En 2019 à Washington, la Tunisie avait remporté le prix du meilleur rapport sur la traite des personnes dans le monde. Et bien que notre pays ait été parmi les premiers dans son environnement immédiat à avoir créé une instance de lutte contre la traite des personnes, on n’arrive pas à contourner ce danger bien réel. Il y a des hauts et des bas, avec un bilan jugé souvent mitigé.
Une hirondelle ne fait pas le printemps. Cela dit, une seule main ne peut guère applaudir ! Soit, la coaction est toujours de mise pour parvenir à faire face à ce phénomène transnational. D’autant que la loi l’interdisant ne suffit pas à elle seule. Et encore moins les données statistiques, aussi imprécises soient-elles, ne reflètent pas la réalité. Etat des lieux indéchiffrable, en quelque sorte. Ceci semble évident, dans la mesure où les réseaux mafieux ne sont pas identifiables. De même pour leurs victimes qui, faute d’une stratégie de veille et de prévention, ont du mal à recouvrer leurs droits et trouver ainsi leur liberté. Sous nos cieux, il n’est pas aussi facile de combattre un tel trafic d’êtres humains. Lui déclarer la guerre relève encore du parcours du combattant. Que faire ? Certes, il n’y a pas une seule approche de traitement, d’autant que la solution ne peut qu’être globale et multiforme.

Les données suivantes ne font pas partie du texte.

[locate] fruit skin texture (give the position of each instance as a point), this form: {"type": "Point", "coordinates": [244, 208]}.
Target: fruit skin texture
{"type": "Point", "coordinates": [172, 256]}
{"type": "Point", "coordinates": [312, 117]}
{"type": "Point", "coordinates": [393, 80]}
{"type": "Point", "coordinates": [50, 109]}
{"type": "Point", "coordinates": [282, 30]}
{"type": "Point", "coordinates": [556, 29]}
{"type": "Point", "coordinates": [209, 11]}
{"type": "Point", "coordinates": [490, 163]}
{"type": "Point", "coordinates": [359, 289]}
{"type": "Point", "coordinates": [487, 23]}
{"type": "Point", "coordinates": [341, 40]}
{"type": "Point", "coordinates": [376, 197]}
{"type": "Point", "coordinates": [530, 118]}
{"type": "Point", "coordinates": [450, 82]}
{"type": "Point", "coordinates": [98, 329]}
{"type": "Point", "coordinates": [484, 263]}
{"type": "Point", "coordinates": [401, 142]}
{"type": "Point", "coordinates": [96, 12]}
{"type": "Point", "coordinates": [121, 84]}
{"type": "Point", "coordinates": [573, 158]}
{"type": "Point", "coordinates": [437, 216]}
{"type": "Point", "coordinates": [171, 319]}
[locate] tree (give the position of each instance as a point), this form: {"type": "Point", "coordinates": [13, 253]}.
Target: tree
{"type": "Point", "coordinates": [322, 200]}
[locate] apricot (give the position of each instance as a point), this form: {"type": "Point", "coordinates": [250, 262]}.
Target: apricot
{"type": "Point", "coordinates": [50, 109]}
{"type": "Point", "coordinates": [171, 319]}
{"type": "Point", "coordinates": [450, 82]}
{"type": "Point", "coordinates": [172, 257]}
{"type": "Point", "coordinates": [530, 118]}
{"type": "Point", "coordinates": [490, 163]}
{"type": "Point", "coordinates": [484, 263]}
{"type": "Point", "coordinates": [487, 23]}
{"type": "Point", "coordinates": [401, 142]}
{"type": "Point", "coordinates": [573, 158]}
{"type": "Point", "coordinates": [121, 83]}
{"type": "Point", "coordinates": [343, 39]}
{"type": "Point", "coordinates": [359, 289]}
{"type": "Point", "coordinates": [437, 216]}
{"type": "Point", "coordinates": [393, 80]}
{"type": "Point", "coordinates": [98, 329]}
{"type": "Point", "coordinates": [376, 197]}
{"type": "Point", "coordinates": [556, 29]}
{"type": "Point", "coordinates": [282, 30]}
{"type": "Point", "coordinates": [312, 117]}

Vers une plateforme de formation
Et ce n’est donc pas un hasard si le budget annuel alloué à l’Instance nationale de lutte contre la traite des personnes (Inltp) demeure assez limité. Au point qu’elle œuvre, le plus souvent, avec les moyens du bord. Sa présidente, Mme Raoudha Laâbidi, magistrate, n’a pas cessé de crier fort, attirant l’attention sur ce manque de ressources. Car, l’argent est le nerf de la guerre, dit-on. De même pour la formation et la coopération dans ce domaine. Tout récemment, lors d’une visioconférence tenue par le Conseil de l’Europe sur «la consolidation de l’action interrégionale dans les pays du sud de la Méditerranée», les participants venant de Jordanie, du Maroc, du Liban et de Tunisie ont mis en avant l’apport de la coopération et l’échange d’informations et d’expertises à ce niveau. Soit une stratégie régionale commune en vue de lutter contre les réseaux du crime organisé. Pour ce faire, l’Inltp a appelé, de son côté, à la création d’une plateforme régionale pour la formation et la formation des formateurs. Un centre régional à Tunis va s’occuper de ce qui a été envisagé et convenu.
780 cas signalés
La société civile nationale sera aussi de la partie. Elle aura à prendre en charge les victimes de la traite des personnes, la collaboration avec ses pairs, la coordination des efforts des instances judiciaires dans la région et le suivi des programmes d’appui aux compétences élaborés dans les pays concernés. Membre de l’Inltp, Malek Khaldi, s’est félicitée de voir son instance franchir un tel pas sur la bonne voie. D’ailleurs, le prix qui lui a été décerné en juin 2019 à Washington a été, alors, une fierté. «Une récompense pour les efforts qu’elle déploie depuis sa création en 2016, en vertu d’une loi l’organisant», ajoute-t-il. Mais, quatre ans d’activité n’ont pas pu, semble-t-il, maîtriser la situation. Une chose est sûre: le trafic des êtres humains est étroitement lié au terrorisme et aux affres de la migration non organisée. L’on peut dire, ici, que pas mal d’Africains en ont été la cible. Rapport 2019 à l’appui, le nombre de victimes en Tunisie s’était élevé, en 2018, à quelque 780 cas. Un bilan qui n’est pas du tout rassurant. D’où, il y aura encore du pain sur la planche.